Glaukos has launched iDose TR (travoprost intracameral implant) to reduce intraocular pressure in patients with ocular hypertension or open-angle glaucoma. The FDA approved iDose TR in December 2023. It has a wholesale acquisition cost of $13,950 per dose/implant. The company provides copay and financial assistance for qualifying patients. For every iDose TR sold, the company will make one available for donation, executives said during an investor call in December.

Glaucoma is a group of conditions that damage the optic nerve. Open angle glaucoma is a progressive condition that is characterized by raised intraocular pressure and a normal anterior chamber angle (part of the eye located between the cornea and the iris). Compliance is a challenge for patients taking topical medications for glaucoma. In one study, 50% of patients were noncompliant and another 35% administered the medication improperly.

iDose TR is long-duration therapy that is implanted in the anterior chamber. This enables a preservative-free formulation of travoprost to be continuously delivered to the inside the eye for up to three years. The therapy uses Celanese’s VitalDose EVA delivery technology to provide sustained drug release.

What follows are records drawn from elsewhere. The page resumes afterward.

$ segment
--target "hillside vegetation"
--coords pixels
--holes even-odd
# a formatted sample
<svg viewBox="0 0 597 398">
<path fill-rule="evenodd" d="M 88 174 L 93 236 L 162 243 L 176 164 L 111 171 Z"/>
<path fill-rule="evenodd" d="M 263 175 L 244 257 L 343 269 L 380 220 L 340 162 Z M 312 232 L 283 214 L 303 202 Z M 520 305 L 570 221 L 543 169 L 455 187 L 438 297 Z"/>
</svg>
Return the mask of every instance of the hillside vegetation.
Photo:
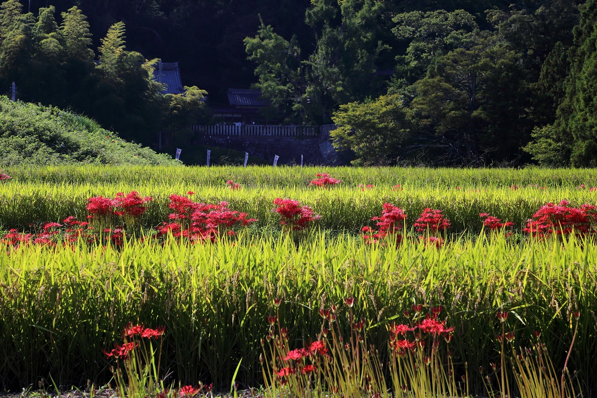
<svg viewBox="0 0 597 398">
<path fill-rule="evenodd" d="M 0 97 L 0 164 L 176 165 L 127 142 L 93 120 L 57 108 Z"/>
</svg>

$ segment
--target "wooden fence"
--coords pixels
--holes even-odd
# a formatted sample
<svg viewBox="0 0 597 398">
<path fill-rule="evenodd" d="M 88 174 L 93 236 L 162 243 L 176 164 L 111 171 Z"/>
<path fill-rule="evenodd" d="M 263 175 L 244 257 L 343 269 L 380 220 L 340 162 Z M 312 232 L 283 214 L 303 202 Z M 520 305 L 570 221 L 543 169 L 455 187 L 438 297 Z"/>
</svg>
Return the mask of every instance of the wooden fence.
<svg viewBox="0 0 597 398">
<path fill-rule="evenodd" d="M 336 128 L 335 124 L 322 126 L 281 126 L 239 123 L 216 125 L 191 125 L 193 131 L 205 135 L 306 135 L 327 137 Z"/>
</svg>

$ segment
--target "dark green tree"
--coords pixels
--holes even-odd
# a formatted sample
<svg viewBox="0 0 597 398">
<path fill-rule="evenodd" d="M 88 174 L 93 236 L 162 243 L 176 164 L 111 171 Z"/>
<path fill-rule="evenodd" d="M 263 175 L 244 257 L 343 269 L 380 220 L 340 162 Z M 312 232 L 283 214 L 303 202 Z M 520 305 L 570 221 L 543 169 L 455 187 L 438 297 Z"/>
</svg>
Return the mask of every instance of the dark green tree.
<svg viewBox="0 0 597 398">
<path fill-rule="evenodd" d="M 76 6 L 62 14 L 60 35 L 67 58 L 84 63 L 93 61 L 91 33 L 87 17 Z"/>
<path fill-rule="evenodd" d="M 157 132 L 165 100 L 162 88 L 153 80 L 157 60 L 127 51 L 125 33 L 124 23 L 117 22 L 101 39 L 90 113 L 123 138 L 146 142 Z"/>
<path fill-rule="evenodd" d="M 354 153 L 353 164 L 395 163 L 410 137 L 413 117 L 397 94 L 350 103 L 334 113 L 339 127 L 330 135 L 336 149 Z"/>
<path fill-rule="evenodd" d="M 534 140 L 525 147 L 541 165 L 597 165 L 596 0 L 587 0 L 581 6 L 580 21 L 574 27 L 574 38 L 568 55 L 570 70 L 564 84 L 565 94 L 558 107 L 556 120 L 552 125 L 536 129 Z M 555 69 L 561 70 L 563 56 L 554 54 L 550 58 L 552 63 L 556 61 Z M 544 84 L 549 83 L 546 76 Z M 561 91 L 558 86 L 555 90 L 556 93 Z"/>
<path fill-rule="evenodd" d="M 411 106 L 421 118 L 420 128 L 435 133 L 421 134 L 419 144 L 441 149 L 436 156 L 448 163 L 478 164 L 488 152 L 489 159 L 503 159 L 524 143 L 505 123 L 519 110 L 512 90 L 519 84 L 519 56 L 487 32 L 476 32 L 469 42 L 474 44 L 436 58 L 414 85 Z"/>
<path fill-rule="evenodd" d="M 396 57 L 396 73 L 390 92 L 412 93 L 410 86 L 425 77 L 433 60 L 467 45 L 471 33 L 478 30 L 474 16 L 462 10 L 404 13 L 392 20 L 392 31 L 406 46 Z M 470 47 L 470 45 L 469 45 Z"/>
<path fill-rule="evenodd" d="M 257 87 L 278 115 L 298 110 L 306 91 L 300 48 L 294 38 L 288 41 L 261 21 L 254 38 L 245 38 L 248 59 L 254 62 Z"/>
</svg>

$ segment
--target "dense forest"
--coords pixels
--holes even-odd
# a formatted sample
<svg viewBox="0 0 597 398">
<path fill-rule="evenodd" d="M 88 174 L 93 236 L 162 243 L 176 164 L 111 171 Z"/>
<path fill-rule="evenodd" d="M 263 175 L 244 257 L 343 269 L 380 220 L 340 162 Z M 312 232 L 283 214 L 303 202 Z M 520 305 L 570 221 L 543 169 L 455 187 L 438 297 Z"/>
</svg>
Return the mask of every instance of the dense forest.
<svg viewBox="0 0 597 398">
<path fill-rule="evenodd" d="M 596 2 L 8 0 L 0 88 L 146 144 L 253 87 L 269 118 L 341 126 L 355 163 L 595 165 Z M 187 94 L 159 94 L 158 58 Z"/>
</svg>

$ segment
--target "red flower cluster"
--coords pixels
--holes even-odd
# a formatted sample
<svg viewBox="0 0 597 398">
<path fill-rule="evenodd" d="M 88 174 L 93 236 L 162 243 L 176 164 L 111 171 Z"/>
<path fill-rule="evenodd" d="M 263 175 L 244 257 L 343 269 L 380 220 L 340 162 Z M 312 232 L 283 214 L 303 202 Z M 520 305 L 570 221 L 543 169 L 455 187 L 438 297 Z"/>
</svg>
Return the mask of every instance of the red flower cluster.
<svg viewBox="0 0 597 398">
<path fill-rule="evenodd" d="M 102 238 L 108 240 L 110 234 L 102 236 Z M 94 243 L 99 240 L 93 229 L 87 221 L 79 221 L 73 216 L 65 218 L 62 224 L 59 223 L 45 223 L 37 233 L 25 233 L 19 232 L 16 229 L 11 229 L 4 239 L 0 239 L 0 244 L 5 244 L 13 248 L 29 243 L 47 246 L 56 246 L 61 244 L 64 246 L 72 245 L 79 239 Z"/>
<path fill-rule="evenodd" d="M 420 305 L 413 306 L 413 309 L 416 313 L 418 313 L 423 309 L 423 307 Z M 436 345 L 439 343 L 435 340 L 435 337 L 438 335 L 443 335 L 446 341 L 450 342 L 451 340 L 450 334 L 454 331 L 454 327 L 447 328 L 445 322 L 438 320 L 438 316 L 441 311 L 441 307 L 432 307 L 431 310 L 431 313 L 427 314 L 424 319 L 414 326 L 401 323 L 390 326 L 389 345 L 395 352 L 403 354 L 406 350 L 416 347 L 423 348 L 425 345 L 423 334 L 432 335 L 434 349 L 436 348 Z M 406 311 L 405 315 L 408 316 L 409 313 Z M 405 338 L 408 332 L 414 333 L 414 341 L 411 341 Z"/>
<path fill-rule="evenodd" d="M 430 231 L 437 232 L 447 229 L 450 226 L 450 220 L 444 217 L 442 211 L 438 209 L 426 208 L 421 216 L 413 224 L 417 230 L 421 232 Z"/>
<path fill-rule="evenodd" d="M 435 246 L 437 248 L 444 245 L 444 239 L 437 236 L 423 236 L 421 235 L 418 237 L 418 240 L 424 242 L 425 247 L 429 246 Z"/>
<path fill-rule="evenodd" d="M 141 198 L 137 191 L 133 191 L 126 196 L 122 192 L 118 192 L 114 198 L 114 214 L 120 216 L 141 215 L 145 211 L 143 205 L 152 199 L 151 196 Z"/>
<path fill-rule="evenodd" d="M 280 224 L 288 226 L 295 231 L 308 227 L 312 221 L 321 218 L 313 214 L 313 210 L 308 206 L 301 206 L 298 200 L 278 198 L 274 200 L 273 204 L 278 206 L 273 211 L 282 218 Z"/>
<path fill-rule="evenodd" d="M 128 355 L 129 352 L 139 347 L 139 343 L 137 341 L 125 343 L 122 345 L 116 344 L 115 348 L 112 348 L 112 351 L 110 352 L 104 351 L 104 354 L 105 354 L 106 356 L 108 358 L 113 357 L 116 359 L 119 359 L 120 358 L 124 359 Z"/>
<path fill-rule="evenodd" d="M 122 337 L 131 337 L 132 336 L 140 336 L 143 338 L 157 338 L 164 334 L 164 326 L 160 326 L 156 329 L 149 329 L 142 325 L 133 325 L 128 323 L 122 331 Z"/>
<path fill-rule="evenodd" d="M 91 215 L 90 218 L 93 218 L 94 214 L 134 217 L 143 214 L 146 208 L 143 205 L 152 200 L 151 196 L 141 198 L 137 191 L 127 195 L 118 192 L 113 199 L 101 196 L 90 198 L 86 208 Z"/>
<path fill-rule="evenodd" d="M 229 180 L 228 181 L 227 181 L 226 182 L 226 184 L 230 186 L 230 189 L 236 190 L 241 189 L 241 184 L 238 184 L 238 183 L 234 182 L 232 180 Z"/>
<path fill-rule="evenodd" d="M 179 390 L 179 394 L 181 397 L 192 397 L 199 394 L 201 391 L 201 389 L 195 388 L 192 385 L 185 385 Z"/>
<path fill-rule="evenodd" d="M 307 357 L 313 358 L 318 355 L 325 356 L 328 354 L 328 348 L 325 346 L 325 343 L 322 340 L 313 341 L 311 345 L 307 348 L 296 348 L 288 351 L 284 358 L 283 360 L 292 360 L 296 362 L 296 365 L 299 366 L 299 370 L 303 375 L 313 373 L 317 371 L 317 367 L 313 364 L 304 365 L 303 360 Z M 278 377 L 285 377 L 293 375 L 297 372 L 297 369 L 293 366 L 286 366 L 282 368 L 277 372 L 276 374 Z"/>
<path fill-rule="evenodd" d="M 406 218 L 407 215 L 402 208 L 392 203 L 384 203 L 383 209 L 381 210 L 381 215 L 371 218 L 372 221 L 377 221 L 376 225 L 378 230 L 375 230 L 370 227 L 363 227 L 361 229 L 363 239 L 368 243 L 374 243 L 389 235 L 393 235 L 402 227 Z M 396 235 L 395 236 L 397 243 L 402 242 L 402 235 Z"/>
<path fill-rule="evenodd" d="M 244 227 L 256 221 L 248 218 L 247 213 L 230 210 L 228 203 L 217 205 L 193 202 L 185 196 L 170 195 L 168 207 L 174 211 L 168 218 L 177 222 L 164 223 L 157 228 L 158 237 L 170 232 L 176 237 L 189 237 L 192 240 L 214 241 L 223 233 L 236 235 L 232 229 Z"/>
<path fill-rule="evenodd" d="M 336 185 L 342 182 L 340 180 L 336 180 L 330 177 L 329 174 L 326 174 L 325 173 L 318 173 L 315 175 L 315 177 L 319 178 L 312 180 L 309 186 L 315 185 L 318 187 L 328 187 L 330 185 Z"/>
<path fill-rule="evenodd" d="M 505 227 L 512 227 L 514 225 L 514 223 L 512 221 L 502 223 L 497 217 L 490 215 L 487 213 L 481 213 L 479 214 L 479 217 L 484 218 L 483 225 L 491 230 L 501 229 Z"/>
<path fill-rule="evenodd" d="M 122 345 L 116 344 L 116 348 L 112 348 L 110 352 L 104 351 L 108 358 L 113 357 L 118 359 L 119 358 L 126 358 L 128 353 L 139 346 L 139 341 L 127 341 L 129 337 L 134 338 L 136 336 L 140 337 L 143 338 L 157 338 L 164 334 L 164 327 L 160 326 L 156 329 L 146 328 L 145 326 L 140 325 L 134 325 L 133 323 L 128 323 L 125 326 L 122 331 L 122 338 L 124 343 Z"/>
<path fill-rule="evenodd" d="M 552 233 L 568 235 L 573 231 L 578 235 L 594 233 L 597 224 L 597 207 L 583 205 L 580 207 L 570 206 L 567 200 L 558 205 L 548 203 L 535 213 L 533 220 L 527 221 L 522 230 L 533 236 L 545 237 Z"/>
</svg>

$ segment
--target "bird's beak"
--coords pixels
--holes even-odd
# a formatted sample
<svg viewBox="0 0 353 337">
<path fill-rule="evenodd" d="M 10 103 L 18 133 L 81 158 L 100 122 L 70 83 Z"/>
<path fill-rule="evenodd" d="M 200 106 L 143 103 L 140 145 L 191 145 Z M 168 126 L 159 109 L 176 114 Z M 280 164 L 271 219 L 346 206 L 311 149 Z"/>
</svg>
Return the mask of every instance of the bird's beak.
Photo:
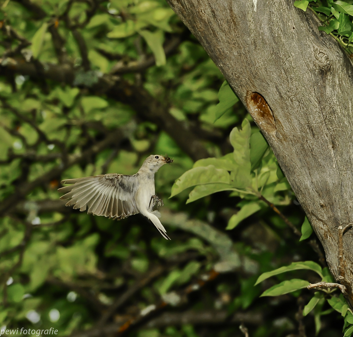
<svg viewBox="0 0 353 337">
<path fill-rule="evenodd" d="M 166 156 L 164 158 L 164 161 L 166 163 L 173 162 L 174 161 L 173 159 L 170 159 L 168 156 Z"/>
</svg>

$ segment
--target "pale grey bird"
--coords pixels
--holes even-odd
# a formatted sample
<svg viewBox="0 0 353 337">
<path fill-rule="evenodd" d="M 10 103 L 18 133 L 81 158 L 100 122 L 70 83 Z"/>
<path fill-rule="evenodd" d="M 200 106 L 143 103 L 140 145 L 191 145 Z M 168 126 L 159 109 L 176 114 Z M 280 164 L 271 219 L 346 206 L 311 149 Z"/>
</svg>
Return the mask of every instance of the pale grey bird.
<svg viewBox="0 0 353 337">
<path fill-rule="evenodd" d="M 70 199 L 66 206 L 73 205 L 74 208 L 79 208 L 82 212 L 88 206 L 89 214 L 117 220 L 140 213 L 149 219 L 168 240 L 169 238 L 158 218 L 159 212 L 152 211 L 155 205 L 163 205 L 155 194 L 154 176 L 160 167 L 173 161 L 168 156 L 152 154 L 132 176 L 110 173 L 63 180 L 62 184 L 73 184 L 58 190 L 66 193 L 60 199 Z"/>
</svg>

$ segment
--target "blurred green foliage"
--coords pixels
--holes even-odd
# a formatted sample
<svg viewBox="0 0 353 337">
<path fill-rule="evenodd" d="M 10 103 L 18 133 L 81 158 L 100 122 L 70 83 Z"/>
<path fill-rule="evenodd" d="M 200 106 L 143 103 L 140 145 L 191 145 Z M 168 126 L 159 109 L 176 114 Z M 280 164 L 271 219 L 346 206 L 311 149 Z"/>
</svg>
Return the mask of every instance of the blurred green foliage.
<svg viewBox="0 0 353 337">
<path fill-rule="evenodd" d="M 0 329 L 225 337 L 243 323 L 266 337 L 296 333 L 299 320 L 308 336 L 334 337 L 341 316 L 351 329 L 337 291 L 293 284 L 329 278 L 310 224 L 164 0 L 0 6 Z M 62 179 L 133 174 L 152 153 L 174 160 L 156 177 L 171 241 L 139 215 L 118 222 L 59 200 Z M 302 242 L 274 207 L 303 224 Z M 275 296 L 259 297 L 269 288 Z"/>
</svg>

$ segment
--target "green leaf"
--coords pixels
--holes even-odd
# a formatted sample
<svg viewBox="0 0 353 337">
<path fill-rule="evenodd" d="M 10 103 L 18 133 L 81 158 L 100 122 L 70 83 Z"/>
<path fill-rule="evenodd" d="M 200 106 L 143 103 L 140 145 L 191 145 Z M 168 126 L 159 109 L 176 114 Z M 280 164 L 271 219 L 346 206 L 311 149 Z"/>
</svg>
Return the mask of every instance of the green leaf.
<svg viewBox="0 0 353 337">
<path fill-rule="evenodd" d="M 271 271 L 267 272 L 262 274 L 257 279 L 256 283 L 254 285 L 256 285 L 264 280 L 269 277 L 285 273 L 292 270 L 297 270 L 299 269 L 308 269 L 312 270 L 317 273 L 321 277 L 323 277 L 322 270 L 321 267 L 316 262 L 313 261 L 303 261 L 300 262 L 293 262 L 289 266 L 281 267 Z"/>
<path fill-rule="evenodd" d="M 337 12 L 353 16 L 353 5 L 338 0 L 333 3 L 332 7 Z"/>
<path fill-rule="evenodd" d="M 228 184 L 208 184 L 196 186 L 189 194 L 186 203 L 195 201 L 207 195 L 221 191 L 232 190 L 232 185 Z"/>
<path fill-rule="evenodd" d="M 140 35 L 146 40 L 149 47 L 154 55 L 156 65 L 157 66 L 166 64 L 166 54 L 163 49 L 164 33 L 161 30 L 157 30 L 155 32 L 148 30 L 140 30 Z"/>
<path fill-rule="evenodd" d="M 131 260 L 131 266 L 140 273 L 144 273 L 148 269 L 148 259 L 147 258 L 136 258 Z"/>
<path fill-rule="evenodd" d="M 345 304 L 342 307 L 342 312 L 341 314 L 342 316 L 343 316 L 343 317 L 344 317 L 345 316 L 346 316 L 346 315 L 347 313 L 347 311 L 348 311 L 348 306 L 347 306 L 346 304 Z"/>
<path fill-rule="evenodd" d="M 250 162 L 251 163 L 252 171 L 260 164 L 268 147 L 268 144 L 259 131 L 254 132 L 251 135 L 250 144 Z"/>
<path fill-rule="evenodd" d="M 340 22 L 337 19 L 333 19 L 330 21 L 329 26 L 332 27 L 334 30 L 338 29 L 340 26 Z"/>
<path fill-rule="evenodd" d="M 314 7 L 313 9 L 316 12 L 324 13 L 327 16 L 329 16 L 331 14 L 331 9 L 327 7 L 319 6 L 318 7 Z"/>
<path fill-rule="evenodd" d="M 46 22 L 44 23 L 41 28 L 36 32 L 36 34 L 32 38 L 31 50 L 32 51 L 33 57 L 35 58 L 36 59 L 41 52 L 43 46 L 44 35 L 47 28 L 48 24 Z"/>
<path fill-rule="evenodd" d="M 228 109 L 231 108 L 239 101 L 232 88 L 226 81 L 225 81 L 218 92 L 219 103 L 214 107 L 216 119 L 215 122 L 221 117 Z"/>
<path fill-rule="evenodd" d="M 148 24 L 147 23 L 140 21 L 135 22 L 132 20 L 127 20 L 126 22 L 115 26 L 113 30 L 107 34 L 107 36 L 110 39 L 126 37 L 133 35 Z"/>
<path fill-rule="evenodd" d="M 108 102 L 98 96 L 87 96 L 83 97 L 81 103 L 86 113 L 88 113 L 94 109 L 102 109 L 108 106 Z"/>
<path fill-rule="evenodd" d="M 158 287 L 158 291 L 161 295 L 166 294 L 173 284 L 176 282 L 181 273 L 178 269 L 171 271 Z"/>
<path fill-rule="evenodd" d="M 306 288 L 310 284 L 307 281 L 301 280 L 298 278 L 293 278 L 291 280 L 283 281 L 279 284 L 276 284 L 269 289 L 264 291 L 260 295 L 263 296 L 279 296 L 285 294 L 295 291 L 299 289 Z"/>
<path fill-rule="evenodd" d="M 303 241 L 307 239 L 312 233 L 312 227 L 310 224 L 307 218 L 305 217 L 304 219 L 304 222 L 301 225 L 301 236 L 299 239 L 299 241 Z"/>
<path fill-rule="evenodd" d="M 208 166 L 213 165 L 216 168 L 224 168 L 228 171 L 231 171 L 234 169 L 234 163 L 228 159 L 224 158 L 206 158 L 199 159 L 195 162 L 193 167 L 199 167 L 201 166 Z"/>
<path fill-rule="evenodd" d="M 347 305 L 345 304 L 342 307 L 342 315 L 343 316 L 343 311 L 345 310 L 345 308 L 347 306 Z M 345 321 L 346 321 L 347 323 L 349 323 L 350 324 L 353 324 L 353 314 L 352 314 L 351 311 L 350 310 L 348 310 L 347 309 L 347 311 L 346 312 L 347 315 L 345 317 Z"/>
<path fill-rule="evenodd" d="M 306 316 L 317 304 L 319 301 L 323 298 L 323 295 L 322 292 L 317 291 L 314 295 L 314 296 L 309 301 L 309 303 L 304 307 L 303 310 L 303 316 Z"/>
<path fill-rule="evenodd" d="M 247 187 L 251 183 L 250 145 L 251 130 L 249 121 L 244 119 L 241 127 L 241 130 L 234 128 L 229 136 L 231 143 L 234 149 L 234 161 L 237 164 L 231 173 L 231 180 L 232 185 L 237 188 Z"/>
<path fill-rule="evenodd" d="M 324 31 L 328 35 L 334 30 L 331 27 L 326 27 L 325 26 L 321 26 L 317 29 L 320 31 Z"/>
<path fill-rule="evenodd" d="M 105 23 L 108 23 L 110 20 L 110 17 L 108 14 L 97 14 L 91 19 L 86 28 L 89 29 Z"/>
<path fill-rule="evenodd" d="M 7 297 L 9 301 L 16 303 L 21 302 L 24 292 L 24 288 L 20 283 L 12 284 L 7 288 Z"/>
<path fill-rule="evenodd" d="M 345 331 L 345 334 L 343 335 L 343 337 L 349 337 L 353 333 L 353 325 L 350 326 L 347 330 Z"/>
<path fill-rule="evenodd" d="M 232 215 L 228 222 L 228 225 L 226 229 L 233 229 L 241 221 L 256 213 L 261 208 L 261 206 L 257 201 L 249 202 L 245 204 L 236 214 Z"/>
<path fill-rule="evenodd" d="M 327 302 L 335 310 L 340 314 L 342 313 L 342 309 L 343 306 L 346 304 L 342 300 L 338 297 L 331 297 L 327 299 Z"/>
<path fill-rule="evenodd" d="M 309 1 L 307 0 L 297 0 L 294 2 L 295 7 L 303 10 L 304 12 L 306 11 L 306 7 L 309 4 Z"/>
<path fill-rule="evenodd" d="M 61 88 L 58 87 L 56 89 L 56 91 L 59 99 L 65 106 L 69 108 L 73 104 L 75 98 L 80 92 L 80 90 L 78 88 L 71 88 L 68 86 L 64 90 Z"/>
<path fill-rule="evenodd" d="M 341 34 L 349 34 L 352 30 L 352 26 L 348 16 L 343 13 L 340 13 L 338 21 L 340 24 L 337 30 L 339 33 Z"/>
<path fill-rule="evenodd" d="M 195 167 L 186 171 L 176 179 L 172 187 L 170 197 L 192 186 L 215 183 L 229 184 L 230 176 L 228 171 L 224 168 L 216 168 L 213 165 Z"/>
</svg>

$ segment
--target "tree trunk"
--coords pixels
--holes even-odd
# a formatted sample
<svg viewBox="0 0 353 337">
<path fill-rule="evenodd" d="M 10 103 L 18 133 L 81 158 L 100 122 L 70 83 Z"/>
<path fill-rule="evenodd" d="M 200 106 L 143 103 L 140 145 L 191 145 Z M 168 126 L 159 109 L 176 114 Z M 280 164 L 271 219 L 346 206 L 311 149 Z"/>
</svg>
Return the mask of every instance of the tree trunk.
<svg viewBox="0 0 353 337">
<path fill-rule="evenodd" d="M 353 303 L 351 229 L 339 258 L 338 227 L 353 221 L 349 57 L 291 1 L 168 1 L 266 137 Z"/>
</svg>

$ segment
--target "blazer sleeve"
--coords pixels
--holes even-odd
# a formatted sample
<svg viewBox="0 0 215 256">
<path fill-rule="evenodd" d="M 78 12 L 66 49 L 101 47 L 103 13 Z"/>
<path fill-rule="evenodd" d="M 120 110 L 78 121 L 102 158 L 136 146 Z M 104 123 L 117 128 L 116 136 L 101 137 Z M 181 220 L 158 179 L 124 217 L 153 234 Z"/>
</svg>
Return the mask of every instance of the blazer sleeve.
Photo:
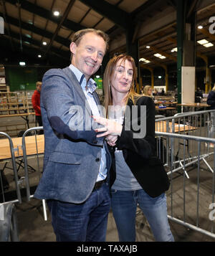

The FDA approval is based on results from two phase 3 pivotal trials that enrolled 1,150 patients and compared the safety and efficacy of a single administration of one of two iDose TR models with different travoprost release rates to topical timolol ophthalmic solution, 0.5% twice a day.

Both phase 3 trials achieved the primary efficacy endpoints through three months and demonstrated a favorable tolerability and safety profile through 12 months. The trials found that iDose TR was non-inferiority to timolol ophthalmic solution in reducing intraocular pressure reduction during the first three months.

The most common ocular adverse reactions reported iDose TR patients were increases in intraocular pressure, iritis, dry eye, and visual field defects, most of which were mild and transient in nature. In the trials, 98% of patients continued with the trial for 12 months.

Long term results of a phase 2b study were recently published in Drugs in which iDose TR was found to lower the burden of topical medications for up to 36 months. In the trial, 69% of patients treated with iDose were well controlled at 36 months.